DU Senior Juggles School, Work and Motherhood While Pursuing Law School Dream
Lucero Cordova Arellanes is more than just a college student. She’s also a mother, a volunteer, a legal assistant, a future law school student and so much more.
During her time at the University of Denver, her days would start with dropping off her young son, Gael, at the Fisher Early Learning Center on campus, then heading off to a morning packed with classes for her sociology major and political science minor. In the afternoons, Arellanes worked part-time at an immigration law firm or volunteered at Casa de Paz — all in the interest of preparing for law school — and then finished her day in time to spend the evening with Gael.

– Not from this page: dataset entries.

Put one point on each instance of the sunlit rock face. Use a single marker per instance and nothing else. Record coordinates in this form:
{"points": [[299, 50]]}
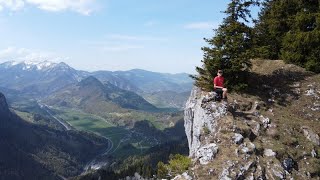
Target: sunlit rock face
{"points": [[201, 116]]}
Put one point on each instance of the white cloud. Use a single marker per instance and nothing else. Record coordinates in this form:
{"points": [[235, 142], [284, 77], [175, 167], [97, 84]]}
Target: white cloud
{"points": [[201, 25], [116, 48], [134, 38], [24, 54], [85, 7], [12, 5], [150, 23]]}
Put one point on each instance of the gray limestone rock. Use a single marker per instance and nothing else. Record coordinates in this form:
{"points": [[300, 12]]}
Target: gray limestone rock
{"points": [[310, 135], [206, 153], [201, 111], [237, 138], [269, 153]]}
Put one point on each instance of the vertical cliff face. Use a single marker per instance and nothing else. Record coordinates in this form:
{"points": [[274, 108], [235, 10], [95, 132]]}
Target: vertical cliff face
{"points": [[248, 138], [4, 110], [202, 116]]}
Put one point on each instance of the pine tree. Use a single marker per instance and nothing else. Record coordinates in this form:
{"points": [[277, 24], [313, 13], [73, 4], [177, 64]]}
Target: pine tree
{"points": [[272, 25], [229, 49], [301, 45], [289, 29]]}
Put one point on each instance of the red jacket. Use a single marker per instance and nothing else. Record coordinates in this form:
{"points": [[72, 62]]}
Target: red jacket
{"points": [[218, 81]]}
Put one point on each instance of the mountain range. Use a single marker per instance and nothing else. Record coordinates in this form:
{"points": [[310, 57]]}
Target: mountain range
{"points": [[41, 79], [30, 151]]}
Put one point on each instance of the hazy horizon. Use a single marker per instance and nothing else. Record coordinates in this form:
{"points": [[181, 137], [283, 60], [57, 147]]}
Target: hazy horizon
{"points": [[111, 35]]}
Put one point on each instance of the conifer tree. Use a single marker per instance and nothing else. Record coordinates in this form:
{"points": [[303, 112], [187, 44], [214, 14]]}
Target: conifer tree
{"points": [[229, 49], [301, 45], [289, 30]]}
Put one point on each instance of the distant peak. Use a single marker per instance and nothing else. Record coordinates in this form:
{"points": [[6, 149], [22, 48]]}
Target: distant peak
{"points": [[90, 81], [3, 104], [39, 65]]}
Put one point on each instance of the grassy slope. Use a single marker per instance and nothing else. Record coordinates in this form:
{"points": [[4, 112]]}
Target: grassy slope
{"points": [[280, 90]]}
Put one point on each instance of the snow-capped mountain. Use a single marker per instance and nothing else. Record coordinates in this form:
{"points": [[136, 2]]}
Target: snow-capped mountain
{"points": [[38, 78], [34, 65], [43, 78]]}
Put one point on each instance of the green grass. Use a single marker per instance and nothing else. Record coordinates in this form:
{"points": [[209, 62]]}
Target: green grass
{"points": [[98, 125], [25, 116]]}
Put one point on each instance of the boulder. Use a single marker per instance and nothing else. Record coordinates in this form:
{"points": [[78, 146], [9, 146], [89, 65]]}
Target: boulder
{"points": [[206, 153]]}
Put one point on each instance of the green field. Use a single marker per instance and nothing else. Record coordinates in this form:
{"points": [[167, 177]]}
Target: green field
{"points": [[120, 136]]}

After Arellanes graduates this quarter, she is off to the University of California Berkeley School of Law, supported by a full-tuition scholarship, to pursue her dream of becoming an immigration attorney.

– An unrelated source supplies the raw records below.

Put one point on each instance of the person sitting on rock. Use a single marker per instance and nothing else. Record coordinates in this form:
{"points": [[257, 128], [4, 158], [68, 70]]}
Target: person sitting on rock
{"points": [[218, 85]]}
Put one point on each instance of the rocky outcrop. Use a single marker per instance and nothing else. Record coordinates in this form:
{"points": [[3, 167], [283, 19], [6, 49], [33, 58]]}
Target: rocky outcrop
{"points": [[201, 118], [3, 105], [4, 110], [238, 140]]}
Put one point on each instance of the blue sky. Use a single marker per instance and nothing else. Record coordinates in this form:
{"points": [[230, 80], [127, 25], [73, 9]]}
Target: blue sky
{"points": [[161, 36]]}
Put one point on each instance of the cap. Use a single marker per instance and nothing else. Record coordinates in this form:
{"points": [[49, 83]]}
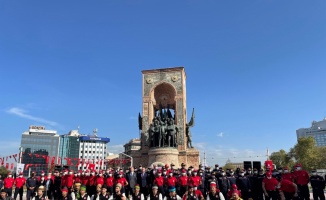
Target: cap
{"points": [[42, 188], [172, 189], [212, 183], [83, 187], [154, 187]]}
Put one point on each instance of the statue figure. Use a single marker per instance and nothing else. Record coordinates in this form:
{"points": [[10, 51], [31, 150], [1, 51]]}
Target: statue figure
{"points": [[171, 133], [190, 124], [162, 133]]}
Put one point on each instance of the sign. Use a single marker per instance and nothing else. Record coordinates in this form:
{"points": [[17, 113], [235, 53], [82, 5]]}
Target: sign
{"points": [[37, 127], [91, 138]]}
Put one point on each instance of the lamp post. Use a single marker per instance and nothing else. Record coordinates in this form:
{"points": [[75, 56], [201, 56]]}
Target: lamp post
{"points": [[20, 154], [129, 157]]}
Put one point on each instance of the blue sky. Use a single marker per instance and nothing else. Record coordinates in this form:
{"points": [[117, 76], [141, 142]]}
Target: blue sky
{"points": [[255, 69]]}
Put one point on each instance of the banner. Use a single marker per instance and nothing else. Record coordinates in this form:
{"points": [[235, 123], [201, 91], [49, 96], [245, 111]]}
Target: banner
{"points": [[20, 168]]}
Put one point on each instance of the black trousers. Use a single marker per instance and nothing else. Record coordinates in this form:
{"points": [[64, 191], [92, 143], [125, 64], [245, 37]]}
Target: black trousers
{"points": [[319, 193], [271, 195], [9, 192], [19, 191], [30, 194], [303, 192]]}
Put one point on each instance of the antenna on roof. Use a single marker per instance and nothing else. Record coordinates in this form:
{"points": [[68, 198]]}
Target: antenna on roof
{"points": [[95, 132]]}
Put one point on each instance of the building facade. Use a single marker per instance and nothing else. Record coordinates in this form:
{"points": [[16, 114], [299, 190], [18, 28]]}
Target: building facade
{"points": [[44, 150], [38, 146], [317, 131]]}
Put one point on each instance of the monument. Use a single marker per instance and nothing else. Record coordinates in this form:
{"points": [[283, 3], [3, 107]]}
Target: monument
{"points": [[165, 133]]}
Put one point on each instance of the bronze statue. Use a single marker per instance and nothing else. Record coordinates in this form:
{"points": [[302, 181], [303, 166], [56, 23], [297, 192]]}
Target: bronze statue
{"points": [[190, 124]]}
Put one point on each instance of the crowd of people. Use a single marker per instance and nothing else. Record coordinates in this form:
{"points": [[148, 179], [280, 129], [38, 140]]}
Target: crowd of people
{"points": [[167, 182]]}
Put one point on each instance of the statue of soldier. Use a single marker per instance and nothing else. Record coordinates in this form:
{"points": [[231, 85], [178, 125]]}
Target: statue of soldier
{"points": [[171, 133], [190, 124]]}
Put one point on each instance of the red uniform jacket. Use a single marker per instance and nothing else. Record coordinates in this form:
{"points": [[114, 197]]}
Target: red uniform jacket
{"points": [[20, 182], [159, 181], [183, 180], [171, 181], [8, 182], [287, 186], [109, 181], [301, 177], [195, 180], [99, 180]]}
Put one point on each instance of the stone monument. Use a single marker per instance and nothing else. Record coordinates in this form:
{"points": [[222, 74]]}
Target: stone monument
{"points": [[165, 133]]}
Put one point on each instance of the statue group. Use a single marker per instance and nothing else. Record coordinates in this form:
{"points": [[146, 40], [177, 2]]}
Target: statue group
{"points": [[163, 132]]}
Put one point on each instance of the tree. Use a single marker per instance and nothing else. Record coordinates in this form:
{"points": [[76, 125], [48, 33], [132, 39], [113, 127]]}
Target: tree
{"points": [[305, 152], [321, 163], [3, 171], [228, 165], [281, 159]]}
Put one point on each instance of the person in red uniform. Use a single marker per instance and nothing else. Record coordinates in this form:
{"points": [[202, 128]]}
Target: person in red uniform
{"points": [[183, 182], [19, 186], [171, 180], [198, 193], [234, 188], [64, 178], [99, 179], [159, 181], [84, 178], [70, 180], [195, 180], [109, 181], [302, 179], [287, 189], [123, 181], [269, 186], [287, 175], [8, 182]]}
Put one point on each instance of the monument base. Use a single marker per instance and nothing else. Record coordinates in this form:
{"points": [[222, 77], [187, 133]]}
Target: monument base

“I’ve always been interested in immigration law,” Arellanes says. “My parents are immigrants, and my dad was deported when I was 16. A lot of my friends’ parents were also deported, and I grew up seeing that firsthand. I have a personal vested interest.”
Arellanes started college at Southwestern University in Texas, where she took her first class exploring structural inequality. That inspired her to study sociology.

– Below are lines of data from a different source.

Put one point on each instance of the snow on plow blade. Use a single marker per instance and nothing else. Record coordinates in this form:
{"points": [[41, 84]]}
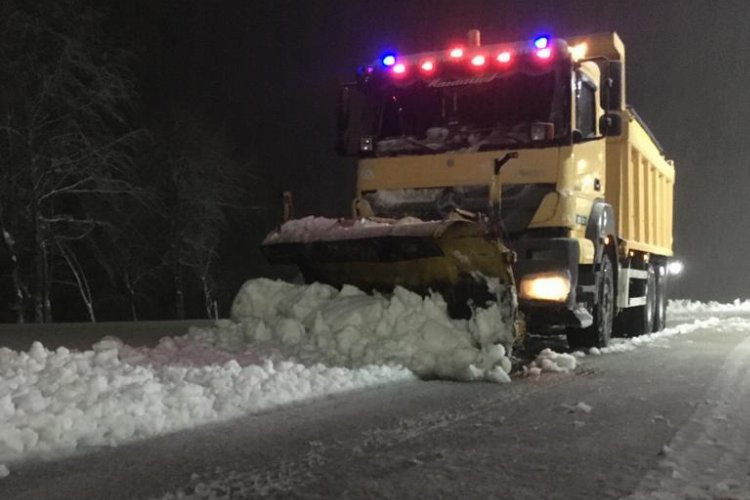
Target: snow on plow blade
{"points": [[450, 256]]}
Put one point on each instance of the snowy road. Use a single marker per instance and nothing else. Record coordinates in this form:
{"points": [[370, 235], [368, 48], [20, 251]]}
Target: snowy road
{"points": [[665, 421]]}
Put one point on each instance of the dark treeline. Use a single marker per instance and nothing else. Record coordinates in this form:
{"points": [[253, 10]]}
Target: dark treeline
{"points": [[121, 184]]}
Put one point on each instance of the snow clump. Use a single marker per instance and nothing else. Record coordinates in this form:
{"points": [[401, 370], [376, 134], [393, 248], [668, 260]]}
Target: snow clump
{"points": [[319, 324]]}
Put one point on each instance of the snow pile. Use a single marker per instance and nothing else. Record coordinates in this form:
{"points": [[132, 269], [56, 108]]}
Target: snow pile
{"points": [[550, 361], [718, 325], [54, 403], [312, 228], [287, 343], [320, 324], [679, 309]]}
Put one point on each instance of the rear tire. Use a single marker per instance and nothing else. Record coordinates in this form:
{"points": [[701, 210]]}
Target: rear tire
{"points": [[660, 308], [639, 320], [600, 331]]}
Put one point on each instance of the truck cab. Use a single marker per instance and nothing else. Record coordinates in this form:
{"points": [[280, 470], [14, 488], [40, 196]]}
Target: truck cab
{"points": [[536, 137]]}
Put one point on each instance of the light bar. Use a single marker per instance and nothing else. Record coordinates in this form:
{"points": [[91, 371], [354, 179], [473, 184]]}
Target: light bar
{"points": [[399, 68], [427, 66]]}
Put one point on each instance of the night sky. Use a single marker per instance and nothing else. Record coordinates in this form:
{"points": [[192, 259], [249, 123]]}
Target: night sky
{"points": [[269, 70]]}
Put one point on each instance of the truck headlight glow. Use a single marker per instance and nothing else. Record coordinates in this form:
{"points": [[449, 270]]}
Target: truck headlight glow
{"points": [[553, 286]]}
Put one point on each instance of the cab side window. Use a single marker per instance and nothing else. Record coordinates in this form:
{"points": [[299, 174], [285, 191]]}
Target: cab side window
{"points": [[585, 107]]}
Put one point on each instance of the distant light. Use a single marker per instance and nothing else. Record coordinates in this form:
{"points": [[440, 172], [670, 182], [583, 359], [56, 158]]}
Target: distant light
{"points": [[428, 66], [504, 57], [388, 60], [541, 42], [675, 267], [456, 53], [478, 60], [544, 53]]}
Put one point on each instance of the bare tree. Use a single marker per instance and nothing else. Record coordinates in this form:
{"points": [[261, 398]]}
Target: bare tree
{"points": [[65, 139], [202, 182]]}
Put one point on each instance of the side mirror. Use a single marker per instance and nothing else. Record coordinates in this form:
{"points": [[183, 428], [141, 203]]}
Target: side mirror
{"points": [[610, 124], [343, 144], [352, 128], [611, 93]]}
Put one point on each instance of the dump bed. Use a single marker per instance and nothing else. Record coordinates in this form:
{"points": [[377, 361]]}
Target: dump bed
{"points": [[640, 187]]}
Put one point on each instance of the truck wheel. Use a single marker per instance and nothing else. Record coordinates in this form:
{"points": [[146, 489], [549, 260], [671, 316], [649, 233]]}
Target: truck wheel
{"points": [[639, 320], [600, 331], [660, 312]]}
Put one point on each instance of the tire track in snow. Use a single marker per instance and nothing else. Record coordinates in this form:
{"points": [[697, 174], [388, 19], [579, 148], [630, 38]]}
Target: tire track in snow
{"points": [[708, 457]]}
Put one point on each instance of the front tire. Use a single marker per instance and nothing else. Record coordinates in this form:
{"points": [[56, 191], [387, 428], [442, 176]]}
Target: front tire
{"points": [[600, 331]]}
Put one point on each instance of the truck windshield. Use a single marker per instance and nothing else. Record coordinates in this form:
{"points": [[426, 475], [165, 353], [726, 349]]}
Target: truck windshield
{"points": [[473, 114]]}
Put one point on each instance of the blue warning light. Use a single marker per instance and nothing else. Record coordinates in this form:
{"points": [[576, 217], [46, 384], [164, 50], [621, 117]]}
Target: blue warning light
{"points": [[541, 42], [388, 60]]}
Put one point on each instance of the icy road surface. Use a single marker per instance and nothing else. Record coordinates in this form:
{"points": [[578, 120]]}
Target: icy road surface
{"points": [[660, 417]]}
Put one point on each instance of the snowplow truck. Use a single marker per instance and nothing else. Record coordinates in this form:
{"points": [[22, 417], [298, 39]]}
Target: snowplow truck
{"points": [[512, 172]]}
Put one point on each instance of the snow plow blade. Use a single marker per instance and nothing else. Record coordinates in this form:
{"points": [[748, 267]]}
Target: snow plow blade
{"points": [[455, 256]]}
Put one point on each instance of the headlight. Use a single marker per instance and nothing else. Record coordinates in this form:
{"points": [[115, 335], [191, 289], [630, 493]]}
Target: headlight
{"points": [[554, 286]]}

“I was kind of hooked from there,” she says.
Because Arellanes wanted to be closer to family, she transferred to DU after her sophomore year and hit the ground running. She found a mentor in professor Lisa Martinez, who introduced her to the work of Casa de Paz, where Arellanes later volunteered and interned. Casa de Paz is a nonprofit that provides such resources as free housing, meals and transportation for immigrants released from detention centers, as well as support as they are reunited with their families.
“The mentorship I got at DU from professors really helped me find my voice and really understand my passion better,” Arellanes says. “Professor Martinez had the biggest impact. Seeing that there were professors who were Latinos and interested in my success, that really made me feel like, ‘OK, I can do this.’”
Martinez has watched Arellanes grow over her years at DU.
“Lucero is an outstanding student, and I consider myself fortunate to have taught and learned from her these last two years,” Martinez says. “She is dedicated to doing important work that has real significance for underserved communities and has continually demonstrated a firm commitment to addressing the inequities she and others experience.”
With a goal of going to law school, Arellanes sought valuable experience by working part time as a legal assistant at a local immigration law firm. DU’s Sturm College of Law, she says, served as a valuable resource as she made her career decisions.
“No one in my immediate circle has ever gone to law school, so it was really powerful meeting Latinos at DU’s law school who are doing what I want to do and just knowing it’s a possibility,” Arellanes says. “My most immediate goal is to work directly with people and help them learn about the laws and resources available to them.”
Arellanes says transferring to DU allowed her to find her passion and meet amazing people along the way.
“I always go by the quote, ‘It takes a village,’” Arellanes says. “So find your village and hold on tightly to them because when you feel like you can’t do it, they are the ones that push you to keep going.”